Today, having just gotten home from doing client visits I was tired and wanting to read a book, but still had a bunch of phone calls to do.  So as usual I bribed myself with 15 minutes of reading now and a promise of hours of reading later.  When I got up from my illicit fifteen minutes of reading in the bedroom and went out into the living room what met my eyes but a veritable flood of water inching across the dining room floor towards my feet.  Yes, this is my life and I don’t even have kids yet.  Oh boy! 

The source: Oliver’s water bowl.  


 Notice the lack of any water in it?  Yeah. 

Now there are a couple very good explanations for a situation like this which have happened before:  

1.)    Oliver got too excited jumping around and landed his big paws on the side of the bowl, tipping it and dousing him and any unsuspecting creatures near him.  But, as neither of the Little Girls was wet and neither was Oliver, I ruled this one out.  

2.)    Lilly, feeling that the conventional way of drinking water by putting only her head in the bowl is boring, stepped into the bowl to simultaneously cool her feet and get a drink. Oliver’s water bowl is big enough she uses it as her own personal swimming pool in the summer.  True story.  When she steps out she tracks water all over the floor.  Pomeranian fur is amazingly absorbent.

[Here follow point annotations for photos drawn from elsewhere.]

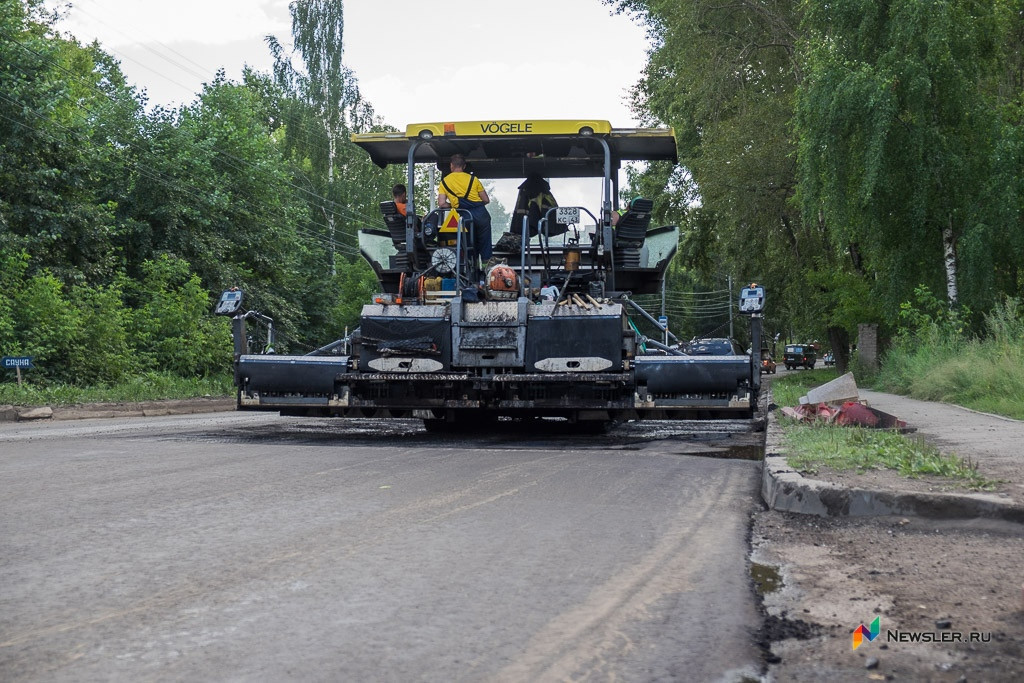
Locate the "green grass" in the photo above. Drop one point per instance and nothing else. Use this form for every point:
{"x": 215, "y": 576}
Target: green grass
{"x": 786, "y": 389}
{"x": 986, "y": 376}
{"x": 811, "y": 446}
{"x": 152, "y": 386}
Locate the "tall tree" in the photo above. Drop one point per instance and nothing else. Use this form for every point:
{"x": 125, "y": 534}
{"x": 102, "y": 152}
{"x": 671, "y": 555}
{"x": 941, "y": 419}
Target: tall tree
{"x": 896, "y": 129}
{"x": 326, "y": 108}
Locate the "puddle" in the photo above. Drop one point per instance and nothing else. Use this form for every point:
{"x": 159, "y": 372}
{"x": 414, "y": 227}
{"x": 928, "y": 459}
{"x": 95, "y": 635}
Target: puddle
{"x": 766, "y": 578}
{"x": 756, "y": 453}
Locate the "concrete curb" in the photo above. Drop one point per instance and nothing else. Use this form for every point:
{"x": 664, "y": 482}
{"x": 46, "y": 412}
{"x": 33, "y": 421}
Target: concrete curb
{"x": 92, "y": 411}
{"x": 785, "y": 489}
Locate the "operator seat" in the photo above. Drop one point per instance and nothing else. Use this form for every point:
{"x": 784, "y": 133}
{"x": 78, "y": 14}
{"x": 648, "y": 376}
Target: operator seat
{"x": 630, "y": 232}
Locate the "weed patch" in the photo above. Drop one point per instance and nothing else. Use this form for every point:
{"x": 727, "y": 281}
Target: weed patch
{"x": 151, "y": 386}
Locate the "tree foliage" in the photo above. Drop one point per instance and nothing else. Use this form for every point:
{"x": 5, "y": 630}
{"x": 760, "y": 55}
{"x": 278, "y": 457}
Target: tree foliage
{"x": 843, "y": 154}
{"x": 119, "y": 223}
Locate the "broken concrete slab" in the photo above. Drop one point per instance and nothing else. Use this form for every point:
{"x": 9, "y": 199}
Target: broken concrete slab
{"x": 840, "y": 390}
{"x": 44, "y": 413}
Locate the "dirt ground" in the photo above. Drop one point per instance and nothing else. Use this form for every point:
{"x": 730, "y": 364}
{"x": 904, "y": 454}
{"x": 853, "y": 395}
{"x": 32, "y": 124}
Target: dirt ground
{"x": 820, "y": 579}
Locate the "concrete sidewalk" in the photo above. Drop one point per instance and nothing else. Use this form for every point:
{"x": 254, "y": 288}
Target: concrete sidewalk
{"x": 992, "y": 442}
{"x": 125, "y": 410}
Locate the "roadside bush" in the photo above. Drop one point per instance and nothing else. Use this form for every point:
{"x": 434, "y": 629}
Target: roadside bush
{"x": 935, "y": 358}
{"x": 46, "y": 325}
{"x": 173, "y": 328}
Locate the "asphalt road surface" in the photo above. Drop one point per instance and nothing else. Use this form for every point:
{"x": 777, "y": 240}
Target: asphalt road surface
{"x": 254, "y": 547}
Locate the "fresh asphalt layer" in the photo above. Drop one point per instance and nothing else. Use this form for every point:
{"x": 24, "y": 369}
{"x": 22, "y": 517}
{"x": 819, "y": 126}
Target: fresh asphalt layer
{"x": 782, "y": 487}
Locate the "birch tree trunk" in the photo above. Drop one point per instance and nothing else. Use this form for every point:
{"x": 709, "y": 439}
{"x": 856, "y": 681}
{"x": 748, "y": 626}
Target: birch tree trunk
{"x": 949, "y": 250}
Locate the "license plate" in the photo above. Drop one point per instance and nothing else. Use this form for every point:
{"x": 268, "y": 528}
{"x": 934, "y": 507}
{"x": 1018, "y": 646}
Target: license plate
{"x": 567, "y": 214}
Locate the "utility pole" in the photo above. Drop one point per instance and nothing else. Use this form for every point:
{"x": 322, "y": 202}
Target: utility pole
{"x": 730, "y": 306}
{"x": 665, "y": 276}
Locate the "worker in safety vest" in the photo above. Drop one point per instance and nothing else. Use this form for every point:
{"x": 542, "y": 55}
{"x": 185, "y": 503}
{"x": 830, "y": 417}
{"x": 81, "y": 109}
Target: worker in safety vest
{"x": 464, "y": 190}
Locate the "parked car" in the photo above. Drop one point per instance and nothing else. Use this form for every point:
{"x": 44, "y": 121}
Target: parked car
{"x": 799, "y": 355}
{"x": 716, "y": 346}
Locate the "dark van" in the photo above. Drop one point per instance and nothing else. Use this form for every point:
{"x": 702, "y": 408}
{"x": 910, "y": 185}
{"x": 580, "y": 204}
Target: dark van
{"x": 798, "y": 355}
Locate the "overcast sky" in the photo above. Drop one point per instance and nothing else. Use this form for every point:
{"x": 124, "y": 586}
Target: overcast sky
{"x": 522, "y": 59}
{"x": 528, "y": 58}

But seeing, as I said, that none of the dogs were really wet and frankly Lilly couldn’t displace that much water if she did a cannon ball, I ruled this one out too.  

3.)    Oliver chased one of the cats through the dish.  As I didn’t hear a commotion and all the cats were also dry (and disgruntled by me waking them up from their naps to feel their fur for dampness), I ruled this one out too. 

Then I noticed that there was a lot of water, and I mean a lot, dripping from Oliver’s mouth.  He drools, I’ll admit that. 



 
I tried to get a picture of him drooling.... 


And tried...


And failed...



And failed... 


But anyways, the water dripping from Oliver's mouth was far more than drool.  I looked closer.  Oliver waggled his whole body.  I stepped closer.  Oliver lifted his snout to be petted.  Water fell on my toes.  I said “Gross!”  Oliver looked offended.  And then I saw the slightest bit of Ducky-fur in Oliver’s mouth.  Apparently, soaking wet, his favorite decimated toy Ducky shrinks and can fit fully in Oliver’s mouth. “Drop it,” I said.  Oliver dropped it. 

With a wet splat Ducky-remnants landed at my feet.  Now there’s an image.  Splat is such an evocative word, don’t you think?

Best I can figure Ducky somehow got dropped in Oliver’s water bowl and was then gallantly rescued by my big mutt who proceeded to wring Ducky out all over the house.  I found a puddle on the couch.  I found wet footprints in the kitchen.  I found a small pond in front of the baby gate to the back bedrooms where Oliver watches the forbidden kitties.  He had even christened the seat of my kitchen chair with water.   The seat where I was about to sit down and commence working again. 

This is when my mantra comes in handy. 

I love my dogs. I love my dogs. I love my dogs.